Member of the Provincial Assembly of the Punjab
- In office 15 August 2018 – 14 January 2023
- Constituency: PP-121 Toba Tek Singh-IV

Personal details
- Party: PTI (2018-present)

= Saeed Ahmad Saeedi =

Pakistani politician

Saeed Ahmad Saeedi (چوہدری سعید احمد سعیدی) is a Pakistani politician who had been a member of the Provincial Assembly of the Punjab from August 2018 till January 2023. He was born in Toba Tek Singh, Punjab, Pakistan. He is the son of Chaudhry Shafi Ahmed and he belongs to Arain family.

==Political career==

Saeedi started his political career in the 2008 Punjab provincial election as a Pakistan Muslim League (Q) (PML(Q)) candidate from PP-90 Toba Tek Singh-VII, but lost to Mian Muhammad Rafique, a candidate of the Pakistan Muslim League (N) (PML(N)). He received 33,973 votes against Rafique's 39,537 votes.

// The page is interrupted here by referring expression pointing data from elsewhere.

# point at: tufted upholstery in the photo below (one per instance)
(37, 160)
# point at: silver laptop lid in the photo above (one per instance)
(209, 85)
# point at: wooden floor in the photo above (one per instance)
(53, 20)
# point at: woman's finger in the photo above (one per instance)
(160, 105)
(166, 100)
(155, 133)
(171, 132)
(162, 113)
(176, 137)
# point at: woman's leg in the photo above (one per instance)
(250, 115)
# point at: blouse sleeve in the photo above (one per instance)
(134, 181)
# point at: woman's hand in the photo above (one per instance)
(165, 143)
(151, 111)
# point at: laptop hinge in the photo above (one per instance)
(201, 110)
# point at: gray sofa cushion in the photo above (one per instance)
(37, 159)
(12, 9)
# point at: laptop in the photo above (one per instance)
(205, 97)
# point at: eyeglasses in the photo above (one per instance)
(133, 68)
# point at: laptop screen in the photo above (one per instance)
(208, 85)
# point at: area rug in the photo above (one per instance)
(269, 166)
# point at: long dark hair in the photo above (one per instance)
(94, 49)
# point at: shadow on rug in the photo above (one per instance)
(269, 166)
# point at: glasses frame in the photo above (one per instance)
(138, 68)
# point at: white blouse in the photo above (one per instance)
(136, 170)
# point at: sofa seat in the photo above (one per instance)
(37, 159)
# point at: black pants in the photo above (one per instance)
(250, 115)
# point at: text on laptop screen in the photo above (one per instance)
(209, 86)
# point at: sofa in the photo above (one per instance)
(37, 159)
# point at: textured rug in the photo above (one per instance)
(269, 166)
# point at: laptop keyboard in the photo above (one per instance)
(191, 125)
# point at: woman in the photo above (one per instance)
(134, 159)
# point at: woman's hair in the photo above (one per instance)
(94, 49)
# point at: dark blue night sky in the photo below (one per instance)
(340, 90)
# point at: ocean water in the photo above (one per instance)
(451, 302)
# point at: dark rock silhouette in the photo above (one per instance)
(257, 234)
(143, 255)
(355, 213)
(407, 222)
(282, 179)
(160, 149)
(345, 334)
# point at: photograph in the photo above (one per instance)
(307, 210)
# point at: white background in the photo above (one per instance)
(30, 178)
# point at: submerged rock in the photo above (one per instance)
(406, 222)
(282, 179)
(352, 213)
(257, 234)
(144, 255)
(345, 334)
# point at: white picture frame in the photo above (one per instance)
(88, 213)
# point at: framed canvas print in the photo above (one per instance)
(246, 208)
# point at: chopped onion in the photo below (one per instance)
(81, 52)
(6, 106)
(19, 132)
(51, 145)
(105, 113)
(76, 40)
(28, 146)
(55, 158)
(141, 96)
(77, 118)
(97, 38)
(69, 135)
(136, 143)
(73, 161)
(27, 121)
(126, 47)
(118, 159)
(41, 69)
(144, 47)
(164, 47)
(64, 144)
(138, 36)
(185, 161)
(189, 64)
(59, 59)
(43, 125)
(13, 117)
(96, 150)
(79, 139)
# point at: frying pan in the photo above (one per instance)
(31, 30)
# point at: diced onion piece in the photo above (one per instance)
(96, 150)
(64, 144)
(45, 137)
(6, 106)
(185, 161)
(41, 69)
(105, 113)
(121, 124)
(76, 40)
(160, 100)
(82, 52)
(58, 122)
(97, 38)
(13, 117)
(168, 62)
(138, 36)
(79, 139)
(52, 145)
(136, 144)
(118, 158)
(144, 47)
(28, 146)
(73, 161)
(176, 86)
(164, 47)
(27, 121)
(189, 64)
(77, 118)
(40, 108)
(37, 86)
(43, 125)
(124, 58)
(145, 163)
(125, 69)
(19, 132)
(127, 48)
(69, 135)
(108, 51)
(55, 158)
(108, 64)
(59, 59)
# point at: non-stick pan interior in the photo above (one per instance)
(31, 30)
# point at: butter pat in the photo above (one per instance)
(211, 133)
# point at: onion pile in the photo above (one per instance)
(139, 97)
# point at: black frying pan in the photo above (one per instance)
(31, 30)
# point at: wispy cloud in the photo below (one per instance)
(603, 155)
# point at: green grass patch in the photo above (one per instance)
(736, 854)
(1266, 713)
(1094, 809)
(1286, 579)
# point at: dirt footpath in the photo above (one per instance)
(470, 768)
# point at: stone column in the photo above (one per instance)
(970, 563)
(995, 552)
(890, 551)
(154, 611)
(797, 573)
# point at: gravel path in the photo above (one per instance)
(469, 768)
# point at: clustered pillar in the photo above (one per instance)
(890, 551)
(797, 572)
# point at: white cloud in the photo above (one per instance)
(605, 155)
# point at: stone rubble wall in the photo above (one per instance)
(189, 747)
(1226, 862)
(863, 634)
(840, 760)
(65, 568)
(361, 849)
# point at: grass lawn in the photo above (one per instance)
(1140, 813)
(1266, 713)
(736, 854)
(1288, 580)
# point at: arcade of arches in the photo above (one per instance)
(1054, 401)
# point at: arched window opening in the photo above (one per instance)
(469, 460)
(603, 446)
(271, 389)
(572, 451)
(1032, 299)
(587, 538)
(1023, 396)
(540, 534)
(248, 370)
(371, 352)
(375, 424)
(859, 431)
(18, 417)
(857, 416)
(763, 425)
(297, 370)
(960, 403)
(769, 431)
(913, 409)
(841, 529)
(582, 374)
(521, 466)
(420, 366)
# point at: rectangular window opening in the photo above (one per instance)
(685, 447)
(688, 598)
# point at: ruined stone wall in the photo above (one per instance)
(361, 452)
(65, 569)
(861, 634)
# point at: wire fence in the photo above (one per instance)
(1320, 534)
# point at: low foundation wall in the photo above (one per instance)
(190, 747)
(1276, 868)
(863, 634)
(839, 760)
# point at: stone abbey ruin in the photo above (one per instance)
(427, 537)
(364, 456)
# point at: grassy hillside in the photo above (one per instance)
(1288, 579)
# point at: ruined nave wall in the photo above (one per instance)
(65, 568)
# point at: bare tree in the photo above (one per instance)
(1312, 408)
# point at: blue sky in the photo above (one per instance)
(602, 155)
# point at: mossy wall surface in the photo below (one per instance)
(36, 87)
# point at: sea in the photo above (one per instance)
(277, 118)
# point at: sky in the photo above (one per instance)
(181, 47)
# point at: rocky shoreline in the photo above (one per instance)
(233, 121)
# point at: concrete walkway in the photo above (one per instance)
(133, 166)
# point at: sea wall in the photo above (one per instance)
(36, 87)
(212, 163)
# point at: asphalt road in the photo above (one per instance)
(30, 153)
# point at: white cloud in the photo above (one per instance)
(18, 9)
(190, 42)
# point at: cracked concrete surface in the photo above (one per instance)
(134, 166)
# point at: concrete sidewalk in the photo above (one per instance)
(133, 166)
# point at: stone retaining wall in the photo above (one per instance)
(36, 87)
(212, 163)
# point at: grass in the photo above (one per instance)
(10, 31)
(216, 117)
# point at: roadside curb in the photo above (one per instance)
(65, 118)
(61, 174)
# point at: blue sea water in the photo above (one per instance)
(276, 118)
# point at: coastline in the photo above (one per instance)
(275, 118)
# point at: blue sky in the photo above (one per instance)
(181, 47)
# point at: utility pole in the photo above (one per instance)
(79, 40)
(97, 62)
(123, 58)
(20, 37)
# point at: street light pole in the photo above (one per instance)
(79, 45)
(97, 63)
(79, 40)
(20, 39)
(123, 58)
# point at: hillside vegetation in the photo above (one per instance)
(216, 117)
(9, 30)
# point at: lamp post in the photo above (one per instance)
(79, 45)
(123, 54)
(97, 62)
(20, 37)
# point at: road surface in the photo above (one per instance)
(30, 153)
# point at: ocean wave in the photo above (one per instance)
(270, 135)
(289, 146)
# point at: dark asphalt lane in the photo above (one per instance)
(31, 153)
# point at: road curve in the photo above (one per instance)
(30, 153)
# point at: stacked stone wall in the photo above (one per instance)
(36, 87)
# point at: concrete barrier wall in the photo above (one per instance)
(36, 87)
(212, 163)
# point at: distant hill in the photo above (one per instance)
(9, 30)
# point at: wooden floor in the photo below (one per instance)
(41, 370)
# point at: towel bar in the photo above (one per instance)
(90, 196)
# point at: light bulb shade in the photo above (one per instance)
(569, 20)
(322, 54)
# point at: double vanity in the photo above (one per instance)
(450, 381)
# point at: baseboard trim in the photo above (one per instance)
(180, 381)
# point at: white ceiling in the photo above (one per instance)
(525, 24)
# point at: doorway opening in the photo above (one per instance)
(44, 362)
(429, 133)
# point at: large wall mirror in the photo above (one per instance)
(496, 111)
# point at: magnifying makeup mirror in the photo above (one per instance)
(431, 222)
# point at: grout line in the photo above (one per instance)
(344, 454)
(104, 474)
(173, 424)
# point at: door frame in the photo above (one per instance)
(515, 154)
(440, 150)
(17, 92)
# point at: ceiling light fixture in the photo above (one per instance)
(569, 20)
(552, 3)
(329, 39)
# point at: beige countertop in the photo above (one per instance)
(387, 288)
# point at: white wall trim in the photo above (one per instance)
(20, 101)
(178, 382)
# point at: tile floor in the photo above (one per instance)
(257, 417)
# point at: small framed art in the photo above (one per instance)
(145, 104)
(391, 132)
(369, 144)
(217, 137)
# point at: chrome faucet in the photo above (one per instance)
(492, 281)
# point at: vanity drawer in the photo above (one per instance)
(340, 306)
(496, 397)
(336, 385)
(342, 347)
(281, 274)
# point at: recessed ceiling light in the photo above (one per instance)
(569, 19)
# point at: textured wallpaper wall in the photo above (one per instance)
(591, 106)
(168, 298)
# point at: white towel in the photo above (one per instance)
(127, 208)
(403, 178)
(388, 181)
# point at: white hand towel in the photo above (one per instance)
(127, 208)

In 2012, Saeedi quit the PML(Q) and joined the Pakistan Tehreek-e-Insaf (PTI). He contested the 2013 Punjab provincial election as a candidate of the PTI from PP-90 Toba Tek Singh-VII, but again lost to Mian Muhammad Rafique, the PML(N) candidate. He received 42,719 votes against Rafique's 46,769 votes.

He contested the 2018 Punjab provincial election as a candidate of the PTI from PP-121 Toba Tek Singh-IV and defeated Chaudhry Amjad Ali Javaid, a candidate of the PML(N). He received 61,716 votes against Javaid's 56,345 votes.

He became the Parliamentary Secretary of Excise and Taxation in Chief Minister Usman Buzdar's cabinet till 3 April 2022.

He ran for a seat in the Provincial Assembly from PP-120 Toba Tek Singh-III as a candidate of the PTI in the 2024 Punjab provincial election.